The reason not everyone has problems is that the itching, swelling rash is an allergic reaction to the plant resin. The more allergic you are, the worse your outbreak will be.
The key to avoiding problems is to keep the resin off your skin. Wear long-sleeved shirts and long pants. If you do get the resin on your skin, wash it off with soap and water as soon as possible.
If you break out with the itching, swelling, blisters etc., the best treatment is to visit your doctor for the appropriate medication. This may be in the form of oral medication or shot(s).
Learn to identify the plant(s) and try to remember to ask if the logs came from an area with poison oak. The important thing is to keep the resin off of your skin, however you choose to accomplish that.
It's awesome stuff. The other lotions just try to ease the itching.

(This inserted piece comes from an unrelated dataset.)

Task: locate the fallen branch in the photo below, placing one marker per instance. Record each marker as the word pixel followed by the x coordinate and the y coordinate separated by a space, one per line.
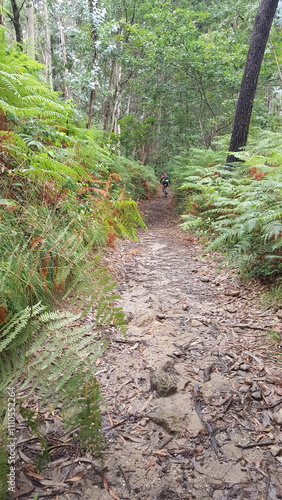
pixel 208 426
pixel 253 445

This stuff actually makes it GO AWAY.
Bailey's Logging Supply used to carry the stuff. That's where I first got it, but a lot of drug stores and I think some Wal-Marts have it now, too.
The tea bags contain tannins, which are useful in drying.
Comment from contributor S:
I have run into poison oak a lot while clearing land in the Sierra. Whenever I take a "hit" with skin contact from the plant, I try to respond with a simple preventative treatment within 10-20 minutes. Time is important. My favorite treatment is bicarbonate of soda and water, mixed into a paste, spread on the skin and allowed to dry. It seems to work to prevent the onset of irritation. The alternate is alcohol, which seems less effective for me, but soothes the skin a bit.
I've found that treating each spot in this way gave me several hours of relief and I think helped stimulate the circulation towards clearing it up and drying it out all at the same time. On one particularly bad case, I did this in the morning, went home at lunch and repeated, which got me through the work day. For lesser cases, where the inflammation is on the arm or wrist, I was able to handle it in the restroom sink periodically through the day.